Overhead is the whole game
The reason this is a pipeline and not "just run the
profiler" is that
profiling perturbs what it measures. Always-on
CUPTI activity tracing is a few percent; full Nsight metric replay
can be 50×. The design keeps the always-on tier
cheap and treats deep profiling as a sampled, time-boxed, opt-in
capture — the same discipline as production tracing, applied to
kernels.
Deep dive: auto-tuning the kernel config space
This is the core of the system. A single logical op — say a
GEMM of a given (M, N, K) — can be compiled
into thousands of distinct kernels that all compute the same result
but at wildly different speeds. The knobs are things like
tile sizes (BLOCK_M/N/K),
block / warp dims, unroll factors,
pipeline depth (software pipelining / multi-stage
shared-memory prefetch), vector width, and
num_warps / num_stages. The best combination depends
on the shape and the GPU, and no closed-form rule
picks it — so we search. This is exactly what the
Triton @autotune decorator,
CUTLASS profilers, and TVM/Ansor do.
The compile-and-benchmark loop
The atomic operation is: take a candidate config, compile the kernel variant, benchmark it on the target GPU (warm up, lock clocks, time many iterations, take a robust statistic), and keep the fastest. Compilation is not free and benchmarking burns real GPU time, so the loop is wrapped in caching and smart search to run it as few times as possible.
sequenceDiagram
participant T as Autotuner
participant Ca as Config cache
participant K as Compiler
participant G as Benchmark GPU
T->>Ca: Lookup best config for shape + GPU
Ca-->>T: Cache miss
loop Each candidate config
T->>K: Compile kernel variant
K-->>T: Binary
T->>G: Benchmark, timed run
G-->>T: Latency and throughput
end
T->>Ca: Store fastest config
Ca-->>T: Cached for reuse
Search strategies
The config space is combinatorial — easily 10^3 to
10^6 points once you cross all the knobs — and most
points are invalid (exceed shared memory or register budgets) or slow.

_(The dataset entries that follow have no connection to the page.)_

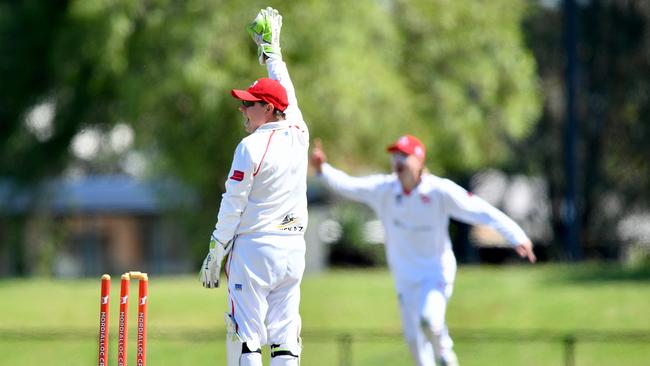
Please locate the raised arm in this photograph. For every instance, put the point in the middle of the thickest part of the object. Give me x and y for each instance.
(471, 209)
(360, 189)
(265, 31)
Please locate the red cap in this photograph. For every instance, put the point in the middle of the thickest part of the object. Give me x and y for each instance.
(409, 145)
(264, 89)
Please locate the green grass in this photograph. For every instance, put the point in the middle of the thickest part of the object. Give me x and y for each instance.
(54, 322)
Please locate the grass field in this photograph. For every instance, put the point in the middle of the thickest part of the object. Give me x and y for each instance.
(54, 322)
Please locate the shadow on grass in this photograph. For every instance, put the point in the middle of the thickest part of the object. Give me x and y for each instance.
(598, 272)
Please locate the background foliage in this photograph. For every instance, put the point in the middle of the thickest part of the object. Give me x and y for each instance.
(365, 72)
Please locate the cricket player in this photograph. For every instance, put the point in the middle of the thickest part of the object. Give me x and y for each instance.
(414, 208)
(263, 214)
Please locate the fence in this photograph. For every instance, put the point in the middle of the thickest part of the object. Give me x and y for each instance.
(346, 340)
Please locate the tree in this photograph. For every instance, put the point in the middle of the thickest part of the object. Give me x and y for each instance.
(612, 125)
(455, 73)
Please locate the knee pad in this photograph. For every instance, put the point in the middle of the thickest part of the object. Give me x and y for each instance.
(287, 349)
(235, 346)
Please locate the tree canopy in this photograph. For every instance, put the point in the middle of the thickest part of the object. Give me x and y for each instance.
(455, 73)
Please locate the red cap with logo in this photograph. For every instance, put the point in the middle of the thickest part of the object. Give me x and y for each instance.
(264, 89)
(409, 145)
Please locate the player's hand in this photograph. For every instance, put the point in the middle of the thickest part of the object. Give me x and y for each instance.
(317, 157)
(265, 31)
(211, 268)
(525, 250)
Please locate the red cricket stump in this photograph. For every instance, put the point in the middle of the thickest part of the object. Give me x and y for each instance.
(141, 358)
(123, 327)
(103, 319)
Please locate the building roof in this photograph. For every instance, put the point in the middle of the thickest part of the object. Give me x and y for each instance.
(94, 194)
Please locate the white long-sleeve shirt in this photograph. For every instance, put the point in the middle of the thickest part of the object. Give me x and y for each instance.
(266, 190)
(416, 224)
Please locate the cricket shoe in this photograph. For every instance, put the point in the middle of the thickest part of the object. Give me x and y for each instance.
(265, 31)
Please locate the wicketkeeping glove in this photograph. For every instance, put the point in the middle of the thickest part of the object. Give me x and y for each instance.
(211, 268)
(265, 31)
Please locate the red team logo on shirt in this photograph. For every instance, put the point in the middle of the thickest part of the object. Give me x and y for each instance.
(237, 175)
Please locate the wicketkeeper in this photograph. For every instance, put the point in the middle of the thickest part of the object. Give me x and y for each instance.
(414, 208)
(263, 214)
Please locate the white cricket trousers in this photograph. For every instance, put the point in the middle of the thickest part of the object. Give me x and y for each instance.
(264, 274)
(422, 308)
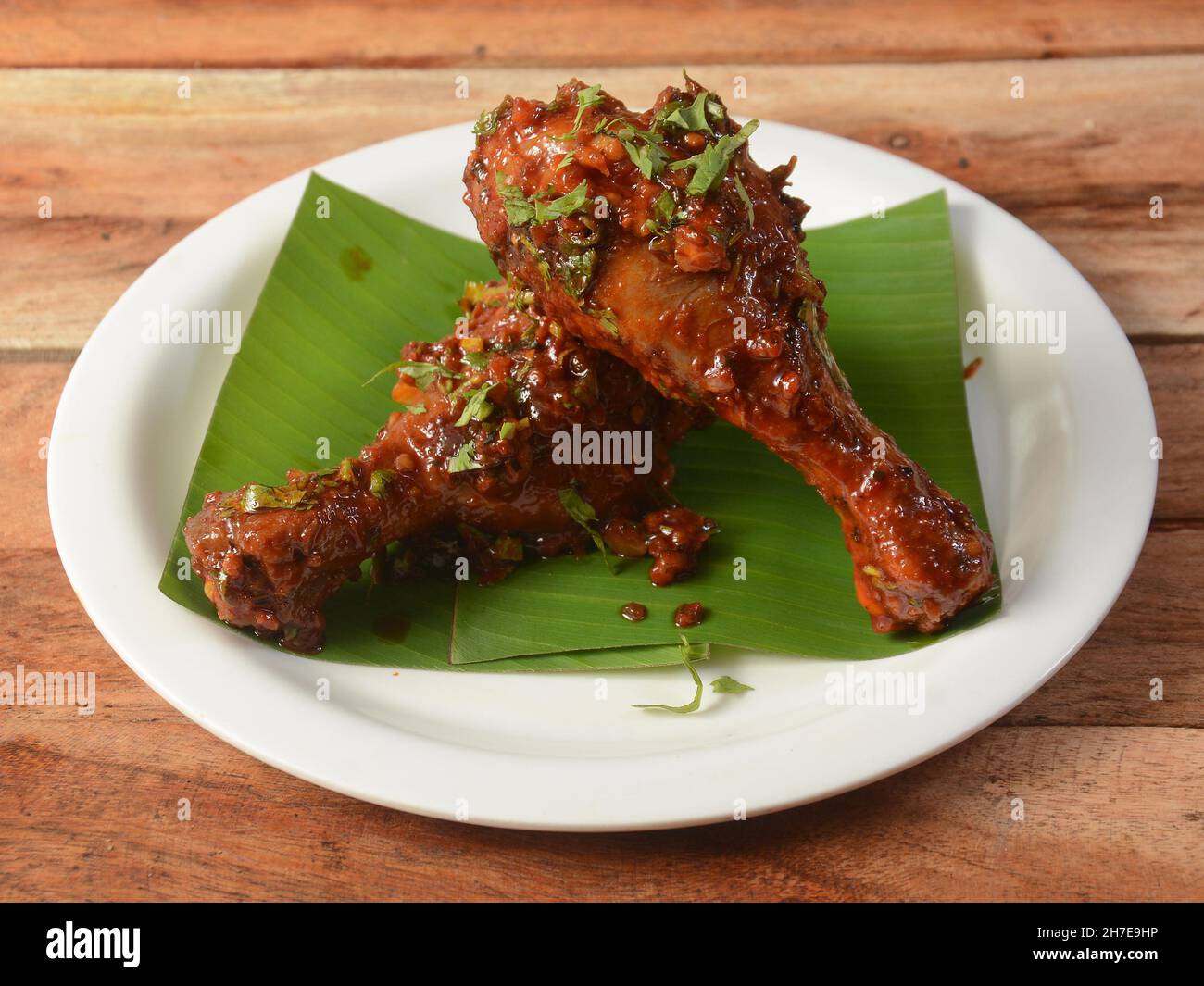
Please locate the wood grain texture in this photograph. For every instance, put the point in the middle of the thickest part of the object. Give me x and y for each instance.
(480, 32)
(131, 168)
(1109, 814)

The strategy is how you avoid benchmarking all of them:
| Strategy | How it searches | When to use it |
|---|---|---|
| Grid / exhaustive | Enumerate a hand-curated candidate list and benchmark every one. | Small, well-understood spaces (Triton's default: a fixed list of configs). Simple and reproducible; explodes if the list grows. |
| Random | Sample N configs uniformly from the valid space. | Surprisingly strong baseline for big spaces; great for seeding a cost model. Cheap to parallelize across GPUs. |
| Evolutionary / genetic | Mutate and recombine the best configs found so far, generation by generation. | Large rugged spaces where good configs cluster (Ansor uses this). Finds strong points without a full model. |
| ML-guided / cost-model | A learned cost model predicts runtime from config features; only the most promising are actually compiled and benchmarked. | When real benchmarks are expensive and you tune the same op family often. Cuts measured trials by orders of magnitude (TVM/Ansor, learned cost models). |
In practice these compose: a cost model proposes, an evolutionary search explores around its predictions, and only the top handful are measured on hardware — because the measured benchmark is the ground truth and also the expensive part.

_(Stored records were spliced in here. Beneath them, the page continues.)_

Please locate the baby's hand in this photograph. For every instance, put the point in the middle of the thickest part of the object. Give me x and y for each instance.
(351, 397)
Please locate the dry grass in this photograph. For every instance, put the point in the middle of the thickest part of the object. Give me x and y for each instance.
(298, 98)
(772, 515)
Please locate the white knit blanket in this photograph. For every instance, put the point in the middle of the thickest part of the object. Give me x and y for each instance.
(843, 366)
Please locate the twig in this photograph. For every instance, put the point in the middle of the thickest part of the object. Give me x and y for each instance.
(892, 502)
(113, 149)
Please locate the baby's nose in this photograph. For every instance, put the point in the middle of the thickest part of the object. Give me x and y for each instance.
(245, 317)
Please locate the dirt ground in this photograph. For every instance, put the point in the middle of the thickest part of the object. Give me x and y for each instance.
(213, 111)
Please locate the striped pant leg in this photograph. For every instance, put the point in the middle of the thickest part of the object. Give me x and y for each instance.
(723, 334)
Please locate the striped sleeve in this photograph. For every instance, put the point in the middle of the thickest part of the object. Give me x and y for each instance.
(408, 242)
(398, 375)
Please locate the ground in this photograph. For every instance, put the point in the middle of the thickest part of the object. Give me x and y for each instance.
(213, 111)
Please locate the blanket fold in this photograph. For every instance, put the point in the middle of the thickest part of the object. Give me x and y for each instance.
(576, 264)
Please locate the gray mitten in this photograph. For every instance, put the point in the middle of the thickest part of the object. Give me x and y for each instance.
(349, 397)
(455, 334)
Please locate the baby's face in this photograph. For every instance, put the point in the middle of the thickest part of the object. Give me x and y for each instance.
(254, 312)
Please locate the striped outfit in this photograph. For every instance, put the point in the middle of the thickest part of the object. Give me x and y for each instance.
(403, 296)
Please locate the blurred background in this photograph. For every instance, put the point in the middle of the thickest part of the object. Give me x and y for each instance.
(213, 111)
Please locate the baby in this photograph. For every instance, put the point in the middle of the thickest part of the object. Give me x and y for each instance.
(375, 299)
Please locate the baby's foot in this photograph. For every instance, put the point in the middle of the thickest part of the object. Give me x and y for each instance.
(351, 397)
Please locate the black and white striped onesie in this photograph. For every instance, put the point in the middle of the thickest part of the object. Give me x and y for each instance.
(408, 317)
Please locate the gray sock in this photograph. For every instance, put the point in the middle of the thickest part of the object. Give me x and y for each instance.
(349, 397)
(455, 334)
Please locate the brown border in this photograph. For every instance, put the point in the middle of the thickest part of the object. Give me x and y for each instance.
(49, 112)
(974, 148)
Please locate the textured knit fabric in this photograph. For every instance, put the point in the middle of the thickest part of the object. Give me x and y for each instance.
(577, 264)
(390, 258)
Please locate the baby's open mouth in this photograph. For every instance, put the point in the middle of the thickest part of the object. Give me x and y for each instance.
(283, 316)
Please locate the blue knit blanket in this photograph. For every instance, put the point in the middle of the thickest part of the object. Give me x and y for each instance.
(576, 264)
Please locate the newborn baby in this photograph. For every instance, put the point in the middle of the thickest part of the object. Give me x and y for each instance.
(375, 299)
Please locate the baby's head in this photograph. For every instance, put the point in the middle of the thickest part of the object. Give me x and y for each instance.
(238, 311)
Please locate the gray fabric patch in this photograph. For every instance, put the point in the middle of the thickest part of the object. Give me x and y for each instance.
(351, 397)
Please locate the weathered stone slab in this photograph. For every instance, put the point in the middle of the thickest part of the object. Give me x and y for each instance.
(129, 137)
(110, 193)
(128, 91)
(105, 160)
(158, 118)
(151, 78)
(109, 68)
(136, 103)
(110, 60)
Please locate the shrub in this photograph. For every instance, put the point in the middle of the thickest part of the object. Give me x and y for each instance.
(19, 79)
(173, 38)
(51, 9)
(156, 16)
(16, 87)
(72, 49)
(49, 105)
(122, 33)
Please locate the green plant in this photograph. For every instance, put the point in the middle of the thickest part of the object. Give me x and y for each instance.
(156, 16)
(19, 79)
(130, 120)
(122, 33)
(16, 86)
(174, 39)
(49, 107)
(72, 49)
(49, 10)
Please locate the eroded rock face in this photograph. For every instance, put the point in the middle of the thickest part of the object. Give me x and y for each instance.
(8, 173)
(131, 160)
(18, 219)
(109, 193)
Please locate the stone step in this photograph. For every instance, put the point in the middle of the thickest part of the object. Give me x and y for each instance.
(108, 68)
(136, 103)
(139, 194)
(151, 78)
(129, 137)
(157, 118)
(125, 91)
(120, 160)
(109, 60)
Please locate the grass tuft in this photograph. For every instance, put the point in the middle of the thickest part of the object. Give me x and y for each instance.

Caching best configs per shape + GPU
Tuning is amortized by
never tuning the same thing twice. The output of a
tune is a row in a config cache keyed by
(op, dtype, shape-bucket, gpu_arch, toolkit_version)
→ winning config + measured time. A few things make the cache
effective:
- Shape bucketing. Tuning every exact shape is hopeless, so shapes are bucketed (powers of two, padded to tile multiples). A new shape that hashes to a known bucket is an instant cache hit.
- Key on the GPU and toolkit. A config tuned for an A100 is often wrong on an H100, and a compiler upgrade can shift the winner — so arch and version are part of the key, never assumed.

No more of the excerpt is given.